Explication potentielle des pires résultats

“Il s’agit de la première preuve chez l’homme d’un mécanisme moléculaire qui pourrait expliquer pourquoi les personnes qui consomment à la fois du cannabis et du tabac connaissent de pires résultats”, a déclaré l’auteure principale et chercheuse en psychologie Rachel Rabin de l’Université McGill. Cette association est particulièrement intéressante car des recherches antérieures ont montré une tendance inquiétante : aux États-Unis, les jeunes qui consomment à la fois du tabac et du cannabis sont plus susceptibles de signaler des problèmes de santé mentale que ceux qui consomment une seule substance.

Limites et recherches futures

Bien que les résultats soient prometteurs, les chercheurs préviennent qu’il s’agit d’une petite étude préliminaire. Des recherches supplémentaires sont nécessaires pour déterminer si ces changements cérébraux sont directement causés par le tabac, si le cannabis les exacerbe et s’ils augmentent le risque de problèmes de santé mentale. Il est également possible que le tabac soit à lui seul responsable de ces changements, une possibilité que l’étude n’a pas été conçue pour explorer.

La combinaison généralisée et son impact sur la recherche

La combinaison du tabac et du cannabis est étonnamment courante. Les estimations suggèrent que jusqu’à 80 % des consommateurs de cannabis consomment également des produits du tabac. Ce chevauchement complique les efforts de recherche visant à comprendre les effets individuels de chaque substance, influençant les études sur les maladies pulmonaires, la santé mentale, les fonctions cérébrales et les capacités cognitives. Actuellement, la plupart des recherches dans ce domaine sont observationnelles, ce qui signifie qu’elles peuvent identifier des corrélations mais ne peuvent pas établir de cause à effet. Ce type d’étude ne tient souvent pas non plus compte de la quantité de tabac ou de cannabis consommée, ce qui limite encore davantage la capacité de tirer des conclusions définitives.

Regard vers l’avenir : potentiel de traitement

“Ce qui nous a surpris, c’est la force de l’effet et la différence entre ceux qui consommaient uniquement du cannabis et ceux qui consommaient à la fois du tabac et du cannabis”, ajoute la co-auteure et psychiatre Romina Mizrahi de McGill. L’identification de ce mécanisme moléculaire est une étape importante vers la recherche de nouvelles cibles pour les médicaments qui traitent les troubles liés à la consommation de cannabis, en particulier chez les personnes qui consomment du tabac en même temps que du cannabis. D’autres études permettront de mieux comprendre cette interaction complexe et ouvriront la voie à des interventions plus efficaces.

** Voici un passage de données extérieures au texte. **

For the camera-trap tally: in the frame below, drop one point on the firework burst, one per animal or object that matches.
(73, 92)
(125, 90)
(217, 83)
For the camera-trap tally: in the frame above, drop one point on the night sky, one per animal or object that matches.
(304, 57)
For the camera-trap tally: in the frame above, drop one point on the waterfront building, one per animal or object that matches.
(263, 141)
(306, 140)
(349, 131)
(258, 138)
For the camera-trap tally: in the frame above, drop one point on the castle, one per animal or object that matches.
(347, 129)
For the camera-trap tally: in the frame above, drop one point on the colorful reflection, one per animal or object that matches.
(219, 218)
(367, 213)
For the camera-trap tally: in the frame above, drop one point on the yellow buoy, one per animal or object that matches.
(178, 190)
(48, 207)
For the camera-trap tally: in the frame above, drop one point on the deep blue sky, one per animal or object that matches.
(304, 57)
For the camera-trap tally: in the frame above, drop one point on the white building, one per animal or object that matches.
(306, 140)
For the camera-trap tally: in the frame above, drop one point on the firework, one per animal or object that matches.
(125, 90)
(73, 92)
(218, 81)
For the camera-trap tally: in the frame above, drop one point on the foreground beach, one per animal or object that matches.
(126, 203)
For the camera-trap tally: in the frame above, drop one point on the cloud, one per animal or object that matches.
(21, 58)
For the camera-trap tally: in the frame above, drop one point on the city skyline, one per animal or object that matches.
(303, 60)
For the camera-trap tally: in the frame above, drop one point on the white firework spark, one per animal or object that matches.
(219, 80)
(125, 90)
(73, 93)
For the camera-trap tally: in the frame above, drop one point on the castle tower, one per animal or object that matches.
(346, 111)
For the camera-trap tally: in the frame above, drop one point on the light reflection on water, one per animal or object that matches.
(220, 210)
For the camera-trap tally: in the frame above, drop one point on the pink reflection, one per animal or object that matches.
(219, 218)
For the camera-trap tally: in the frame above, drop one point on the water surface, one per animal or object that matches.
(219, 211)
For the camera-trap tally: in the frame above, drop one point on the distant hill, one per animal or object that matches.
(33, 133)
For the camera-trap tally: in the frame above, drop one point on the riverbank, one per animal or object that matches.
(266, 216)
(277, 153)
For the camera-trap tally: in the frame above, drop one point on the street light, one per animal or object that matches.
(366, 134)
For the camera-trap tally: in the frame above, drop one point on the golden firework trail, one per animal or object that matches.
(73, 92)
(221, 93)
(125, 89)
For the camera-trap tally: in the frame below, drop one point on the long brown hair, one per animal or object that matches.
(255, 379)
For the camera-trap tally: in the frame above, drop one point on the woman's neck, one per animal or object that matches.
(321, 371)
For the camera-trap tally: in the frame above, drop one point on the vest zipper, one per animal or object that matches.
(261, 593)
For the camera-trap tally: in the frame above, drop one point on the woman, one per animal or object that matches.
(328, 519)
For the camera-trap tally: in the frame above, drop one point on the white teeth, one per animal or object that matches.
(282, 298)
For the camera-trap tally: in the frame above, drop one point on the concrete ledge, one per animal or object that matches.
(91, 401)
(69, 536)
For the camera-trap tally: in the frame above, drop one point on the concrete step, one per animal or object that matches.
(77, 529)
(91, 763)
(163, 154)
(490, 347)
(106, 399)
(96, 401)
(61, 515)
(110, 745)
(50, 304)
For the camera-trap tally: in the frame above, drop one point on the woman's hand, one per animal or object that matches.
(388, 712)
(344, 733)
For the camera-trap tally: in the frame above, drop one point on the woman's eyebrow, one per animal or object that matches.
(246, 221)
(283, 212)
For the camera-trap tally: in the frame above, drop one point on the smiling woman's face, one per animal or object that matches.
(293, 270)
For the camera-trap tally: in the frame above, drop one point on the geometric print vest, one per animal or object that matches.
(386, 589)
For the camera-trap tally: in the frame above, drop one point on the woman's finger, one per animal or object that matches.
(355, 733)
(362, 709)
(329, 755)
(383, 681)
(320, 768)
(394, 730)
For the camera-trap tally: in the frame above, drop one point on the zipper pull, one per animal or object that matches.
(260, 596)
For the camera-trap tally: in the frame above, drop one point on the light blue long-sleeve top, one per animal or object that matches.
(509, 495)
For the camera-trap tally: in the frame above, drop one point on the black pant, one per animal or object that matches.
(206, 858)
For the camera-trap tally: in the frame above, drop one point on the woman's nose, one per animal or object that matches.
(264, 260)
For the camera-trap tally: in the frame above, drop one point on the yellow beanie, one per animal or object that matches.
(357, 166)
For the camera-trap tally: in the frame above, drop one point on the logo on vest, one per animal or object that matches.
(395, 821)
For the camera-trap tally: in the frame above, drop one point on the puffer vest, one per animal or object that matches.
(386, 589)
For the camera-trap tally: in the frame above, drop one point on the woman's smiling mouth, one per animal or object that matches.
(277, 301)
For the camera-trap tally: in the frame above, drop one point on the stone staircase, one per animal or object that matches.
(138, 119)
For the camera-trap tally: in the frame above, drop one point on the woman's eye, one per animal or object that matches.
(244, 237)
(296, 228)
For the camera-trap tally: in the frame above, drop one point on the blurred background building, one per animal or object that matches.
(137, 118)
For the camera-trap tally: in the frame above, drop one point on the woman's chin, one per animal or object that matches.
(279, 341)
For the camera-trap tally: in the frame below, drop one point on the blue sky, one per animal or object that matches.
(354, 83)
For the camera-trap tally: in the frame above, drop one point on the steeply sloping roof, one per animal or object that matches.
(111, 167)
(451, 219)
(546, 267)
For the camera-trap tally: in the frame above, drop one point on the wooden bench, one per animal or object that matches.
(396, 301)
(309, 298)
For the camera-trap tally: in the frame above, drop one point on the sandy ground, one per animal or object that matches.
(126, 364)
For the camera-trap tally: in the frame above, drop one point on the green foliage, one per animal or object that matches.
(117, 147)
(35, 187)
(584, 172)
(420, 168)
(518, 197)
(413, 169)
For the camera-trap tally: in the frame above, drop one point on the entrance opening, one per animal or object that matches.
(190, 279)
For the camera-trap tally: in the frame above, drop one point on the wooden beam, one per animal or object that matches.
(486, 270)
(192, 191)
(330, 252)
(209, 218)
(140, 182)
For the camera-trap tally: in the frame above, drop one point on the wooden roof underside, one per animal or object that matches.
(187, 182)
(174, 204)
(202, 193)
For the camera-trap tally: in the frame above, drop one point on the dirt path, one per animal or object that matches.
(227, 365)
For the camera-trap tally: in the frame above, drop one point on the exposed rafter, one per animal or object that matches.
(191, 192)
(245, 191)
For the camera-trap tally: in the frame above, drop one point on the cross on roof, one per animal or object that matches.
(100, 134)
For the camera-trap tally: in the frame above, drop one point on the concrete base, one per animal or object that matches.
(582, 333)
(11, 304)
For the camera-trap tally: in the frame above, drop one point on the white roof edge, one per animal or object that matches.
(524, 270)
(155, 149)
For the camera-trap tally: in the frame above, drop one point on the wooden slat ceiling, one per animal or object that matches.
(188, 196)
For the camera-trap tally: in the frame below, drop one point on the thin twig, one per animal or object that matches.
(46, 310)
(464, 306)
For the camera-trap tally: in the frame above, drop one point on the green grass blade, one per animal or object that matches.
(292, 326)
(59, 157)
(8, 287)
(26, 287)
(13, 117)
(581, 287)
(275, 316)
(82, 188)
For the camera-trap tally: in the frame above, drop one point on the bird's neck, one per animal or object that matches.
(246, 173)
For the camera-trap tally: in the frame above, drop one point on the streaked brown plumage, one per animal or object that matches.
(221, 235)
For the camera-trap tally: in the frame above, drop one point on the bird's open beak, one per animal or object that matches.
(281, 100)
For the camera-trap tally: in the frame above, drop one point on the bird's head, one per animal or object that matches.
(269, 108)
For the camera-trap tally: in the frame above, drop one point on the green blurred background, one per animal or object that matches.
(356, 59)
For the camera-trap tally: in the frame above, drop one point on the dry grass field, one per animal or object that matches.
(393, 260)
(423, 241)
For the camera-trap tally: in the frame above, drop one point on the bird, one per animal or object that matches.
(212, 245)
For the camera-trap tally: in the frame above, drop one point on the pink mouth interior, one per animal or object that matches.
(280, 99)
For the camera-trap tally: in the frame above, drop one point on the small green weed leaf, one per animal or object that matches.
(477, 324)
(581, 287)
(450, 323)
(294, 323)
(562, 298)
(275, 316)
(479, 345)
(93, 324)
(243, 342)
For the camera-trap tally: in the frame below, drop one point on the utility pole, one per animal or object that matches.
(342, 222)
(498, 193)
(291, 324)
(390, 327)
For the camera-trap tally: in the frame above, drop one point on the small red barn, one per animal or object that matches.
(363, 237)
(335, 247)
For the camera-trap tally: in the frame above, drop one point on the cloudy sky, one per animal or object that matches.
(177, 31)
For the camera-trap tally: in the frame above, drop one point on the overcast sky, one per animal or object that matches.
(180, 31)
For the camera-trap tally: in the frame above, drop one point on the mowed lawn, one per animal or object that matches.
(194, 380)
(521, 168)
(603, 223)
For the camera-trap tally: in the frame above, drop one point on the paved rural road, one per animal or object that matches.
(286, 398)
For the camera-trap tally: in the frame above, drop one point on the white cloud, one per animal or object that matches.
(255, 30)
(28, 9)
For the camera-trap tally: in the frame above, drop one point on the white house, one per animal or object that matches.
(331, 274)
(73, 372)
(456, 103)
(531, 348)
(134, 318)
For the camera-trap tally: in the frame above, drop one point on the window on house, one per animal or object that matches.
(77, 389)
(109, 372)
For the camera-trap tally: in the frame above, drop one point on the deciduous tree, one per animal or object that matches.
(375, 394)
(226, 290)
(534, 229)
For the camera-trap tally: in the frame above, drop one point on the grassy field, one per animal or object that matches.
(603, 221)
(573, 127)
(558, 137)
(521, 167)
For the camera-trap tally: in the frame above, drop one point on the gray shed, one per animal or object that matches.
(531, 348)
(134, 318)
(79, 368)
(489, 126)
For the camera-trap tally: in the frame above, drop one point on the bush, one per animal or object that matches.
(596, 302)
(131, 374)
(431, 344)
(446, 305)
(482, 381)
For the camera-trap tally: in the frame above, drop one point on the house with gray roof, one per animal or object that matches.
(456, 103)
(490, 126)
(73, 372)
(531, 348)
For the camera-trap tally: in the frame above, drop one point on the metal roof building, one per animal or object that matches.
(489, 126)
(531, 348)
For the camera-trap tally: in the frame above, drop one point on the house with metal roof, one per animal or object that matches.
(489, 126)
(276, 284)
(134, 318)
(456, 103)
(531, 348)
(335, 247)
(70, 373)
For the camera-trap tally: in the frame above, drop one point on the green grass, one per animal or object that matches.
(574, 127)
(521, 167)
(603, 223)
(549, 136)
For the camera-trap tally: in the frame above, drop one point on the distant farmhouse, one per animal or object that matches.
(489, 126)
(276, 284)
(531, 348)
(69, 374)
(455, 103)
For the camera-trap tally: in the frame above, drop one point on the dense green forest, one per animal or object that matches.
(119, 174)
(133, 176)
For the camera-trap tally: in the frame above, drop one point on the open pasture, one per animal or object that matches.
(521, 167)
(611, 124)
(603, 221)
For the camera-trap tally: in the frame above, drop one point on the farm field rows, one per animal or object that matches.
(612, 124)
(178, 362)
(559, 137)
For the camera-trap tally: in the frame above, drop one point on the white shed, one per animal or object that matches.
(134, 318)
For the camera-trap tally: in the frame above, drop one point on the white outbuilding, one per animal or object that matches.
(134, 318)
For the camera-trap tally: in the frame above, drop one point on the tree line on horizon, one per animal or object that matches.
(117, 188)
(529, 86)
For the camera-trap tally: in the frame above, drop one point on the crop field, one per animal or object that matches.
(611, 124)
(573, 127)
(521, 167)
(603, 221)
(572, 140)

Avec le temps, d’autres études permettront de déterminer le véritable impact de la consommation combinée de tabac et de cannabis sur la santé cérébrale et le bien-être mental.

Les résultats soulignent la nécessité de recherches plus rigoureuses pour démêler les effets de chaque substance et comprendre les conséquences de leur utilisation combinée, conduisant finalement à de meilleures options de traitement pour les personnes aux prises avec des troubles liés à l’usage de substances.